Lion Air JT610 crashed into the Java Sea off Jakarta on Oct. 29, killing all 189 people aboard. The 737 MAX’s flight data recorder was recovered quickly and an initial report based on its data was released in late November.
Investigators initially said the aircraft wasn’t airworthy but later clarified that claim by saying press reports misinterpreted the initial findings. The crash, the first of Boeing’s new MAX design, shed light on Boeing’s failure to fully document a new autotrim and stall protection system called MCAS. It automatically rolls in nose-down stabilizer trim if the aircraft flight computer senses impending stall angle of attack.
The initial report said the flight data showed that MCAS—Maneuvering Characteristics Augmentation System—was active during the minutes leading up the crash. Investigators say they need to retrieve the CVR to determine how the crew was diagnosing and reacting to what appears to be a faulty angle-of-attack sensor.
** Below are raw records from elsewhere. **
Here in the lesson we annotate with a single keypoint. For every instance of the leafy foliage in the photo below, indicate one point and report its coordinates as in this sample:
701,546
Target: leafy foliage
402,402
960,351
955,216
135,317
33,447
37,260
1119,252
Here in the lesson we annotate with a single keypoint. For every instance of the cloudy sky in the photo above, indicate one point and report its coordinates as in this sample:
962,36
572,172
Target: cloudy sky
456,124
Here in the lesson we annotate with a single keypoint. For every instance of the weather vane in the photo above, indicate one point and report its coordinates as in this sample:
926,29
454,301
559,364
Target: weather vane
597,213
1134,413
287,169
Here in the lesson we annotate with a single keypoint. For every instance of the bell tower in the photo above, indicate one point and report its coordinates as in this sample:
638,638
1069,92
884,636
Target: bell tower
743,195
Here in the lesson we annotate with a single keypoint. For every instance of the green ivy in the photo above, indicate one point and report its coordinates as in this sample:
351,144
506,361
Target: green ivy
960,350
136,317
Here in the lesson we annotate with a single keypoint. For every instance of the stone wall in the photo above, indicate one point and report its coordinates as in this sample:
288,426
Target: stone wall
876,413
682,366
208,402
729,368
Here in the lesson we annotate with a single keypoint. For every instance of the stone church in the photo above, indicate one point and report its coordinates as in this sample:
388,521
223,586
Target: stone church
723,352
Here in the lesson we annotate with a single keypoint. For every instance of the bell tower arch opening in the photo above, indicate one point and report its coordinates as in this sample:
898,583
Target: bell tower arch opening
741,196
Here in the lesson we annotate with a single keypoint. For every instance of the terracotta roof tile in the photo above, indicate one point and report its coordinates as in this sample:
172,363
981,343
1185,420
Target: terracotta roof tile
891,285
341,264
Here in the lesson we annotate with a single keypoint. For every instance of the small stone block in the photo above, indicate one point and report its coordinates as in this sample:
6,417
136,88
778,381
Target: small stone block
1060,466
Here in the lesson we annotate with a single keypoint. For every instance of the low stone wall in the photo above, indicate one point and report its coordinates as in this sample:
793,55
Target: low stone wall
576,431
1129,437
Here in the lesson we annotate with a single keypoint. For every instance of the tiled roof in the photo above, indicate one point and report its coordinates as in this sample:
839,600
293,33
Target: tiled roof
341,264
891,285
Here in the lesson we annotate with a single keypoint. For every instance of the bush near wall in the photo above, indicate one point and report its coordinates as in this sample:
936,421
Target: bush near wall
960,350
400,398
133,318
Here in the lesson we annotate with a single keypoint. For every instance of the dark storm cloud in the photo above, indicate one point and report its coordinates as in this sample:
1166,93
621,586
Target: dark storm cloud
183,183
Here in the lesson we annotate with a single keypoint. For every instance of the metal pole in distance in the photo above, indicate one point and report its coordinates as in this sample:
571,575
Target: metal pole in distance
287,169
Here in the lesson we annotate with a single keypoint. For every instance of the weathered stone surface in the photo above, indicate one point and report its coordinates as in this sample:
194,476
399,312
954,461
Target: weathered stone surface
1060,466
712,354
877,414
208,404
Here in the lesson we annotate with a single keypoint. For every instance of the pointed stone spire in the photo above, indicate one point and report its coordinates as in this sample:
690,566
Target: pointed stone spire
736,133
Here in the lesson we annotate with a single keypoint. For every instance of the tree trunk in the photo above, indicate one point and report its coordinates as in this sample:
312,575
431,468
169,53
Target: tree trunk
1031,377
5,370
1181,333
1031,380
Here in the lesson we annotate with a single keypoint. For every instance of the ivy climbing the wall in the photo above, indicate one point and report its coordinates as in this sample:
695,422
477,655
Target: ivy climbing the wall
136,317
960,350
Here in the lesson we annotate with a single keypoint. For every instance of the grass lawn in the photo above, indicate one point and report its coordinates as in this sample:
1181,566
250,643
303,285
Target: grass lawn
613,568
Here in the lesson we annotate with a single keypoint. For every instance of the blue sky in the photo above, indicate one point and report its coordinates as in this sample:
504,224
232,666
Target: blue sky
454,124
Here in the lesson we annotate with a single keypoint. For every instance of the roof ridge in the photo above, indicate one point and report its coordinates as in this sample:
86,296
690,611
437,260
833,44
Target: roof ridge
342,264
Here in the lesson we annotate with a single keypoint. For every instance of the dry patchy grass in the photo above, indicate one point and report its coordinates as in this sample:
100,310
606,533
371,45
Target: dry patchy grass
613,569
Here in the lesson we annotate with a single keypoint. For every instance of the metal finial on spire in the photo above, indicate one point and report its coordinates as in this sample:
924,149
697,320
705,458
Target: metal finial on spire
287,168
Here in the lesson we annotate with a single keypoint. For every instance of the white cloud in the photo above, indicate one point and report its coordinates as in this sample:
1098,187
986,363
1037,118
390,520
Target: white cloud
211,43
Indonesia’s National Transportation Safety Committee says it needs a specialized ship to retrieve the wreckage believed to contain the CVR, but thus far hasn’t produced the money to pay for it. The airline may be asked to foot the bill.
Meanwhile, the airline is sticking to its plan to cancel $22 billion worth of orders to Boeing because it’s unhappy with the plane maker’s response to the crash. Still, the airline’s co-founder, Rusdi Kirana, told Bloomberg News that despite scrapping the Boeing orders, the company still plans to continue expanding its fleet.
The Wall Street Journal reported that the Lion Air crash has prompted some airlines flying the MAX to reconsider their training programs and add tasks related to MCAS and runaway trim conditions. Pilot unions for at least two U.S. airlines complained that crews weren't adequately briefed about MCAS and Boeing responded by sending technical representatives to mend fences.